On Wednesday, Washington said it would slap 10% tariffs on European-made Airbus planes and 25% duties on a range of products including French wine, Scotch whiskies and cheese from across the continent as punishment for illegal EU aircraft subsidies.

The US is Scotch whisky’s largest and most valuable single market, with more than £1bn of the product being exported there last year.

The association said that despite the issue being over aircraft subsidies, single-malt whisky represents more than half the total value of UK products on the US tariff list, amounting to more than $460m.

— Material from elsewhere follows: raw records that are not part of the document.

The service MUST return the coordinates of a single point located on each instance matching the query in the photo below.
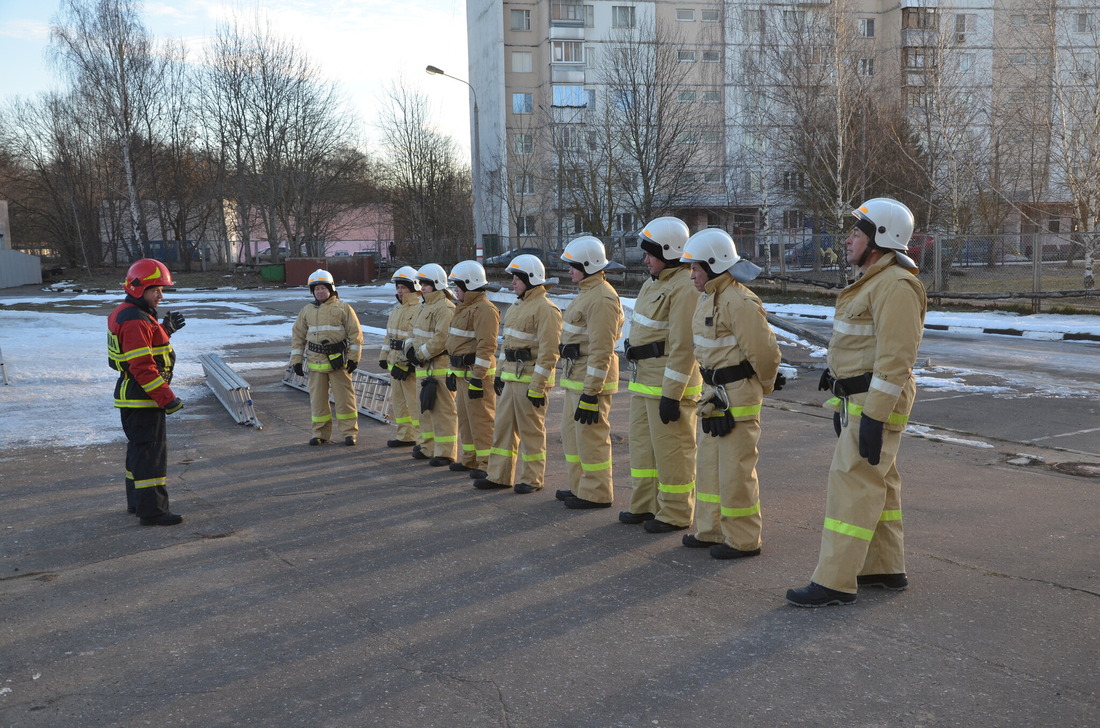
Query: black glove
(428, 394)
(669, 409)
(173, 322)
(587, 410)
(475, 389)
(870, 439)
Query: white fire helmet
(406, 275)
(664, 238)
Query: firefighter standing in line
(427, 350)
(531, 331)
(328, 340)
(139, 349)
(472, 346)
(399, 330)
(739, 362)
(876, 333)
(591, 326)
(664, 385)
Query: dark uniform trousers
(146, 460)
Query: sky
(361, 44)
(73, 377)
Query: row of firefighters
(470, 394)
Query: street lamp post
(475, 156)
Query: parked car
(505, 258)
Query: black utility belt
(327, 349)
(846, 387)
(727, 374)
(644, 351)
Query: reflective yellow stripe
(848, 529)
(677, 488)
(741, 513)
(895, 418)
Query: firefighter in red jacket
(138, 348)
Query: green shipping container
(273, 273)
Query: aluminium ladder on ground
(231, 389)
(373, 393)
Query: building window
(623, 17)
(523, 144)
(525, 224)
(523, 103)
(524, 185)
(567, 52)
(521, 62)
(520, 20)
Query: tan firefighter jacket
(877, 329)
(326, 334)
(399, 330)
(662, 315)
(532, 328)
(430, 328)
(473, 331)
(730, 327)
(592, 323)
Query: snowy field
(61, 388)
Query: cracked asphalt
(354, 586)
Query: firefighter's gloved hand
(587, 410)
(669, 409)
(870, 439)
(475, 389)
(428, 394)
(173, 322)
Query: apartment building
(752, 117)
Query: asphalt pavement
(355, 586)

“The tariff will undoubtedly damage the Scotch Whisky sector,” Scotch Whisky Association CEO Karen Betts said in a statement.

“The tariff will put our competitiveness and Scotch whisky’s market share at risk,” she said. “We expect to see a negative impact on investment and job creation in Scotland, and longer term impacts on productivity and growth across the industry and our supply chain.”

Betts urged the US, the EU and the UK to de-escalate the trade dispute, adding that exports going both ways between Britain and the US had grown strongly over the past 25 years when there were no tariffs on spirits.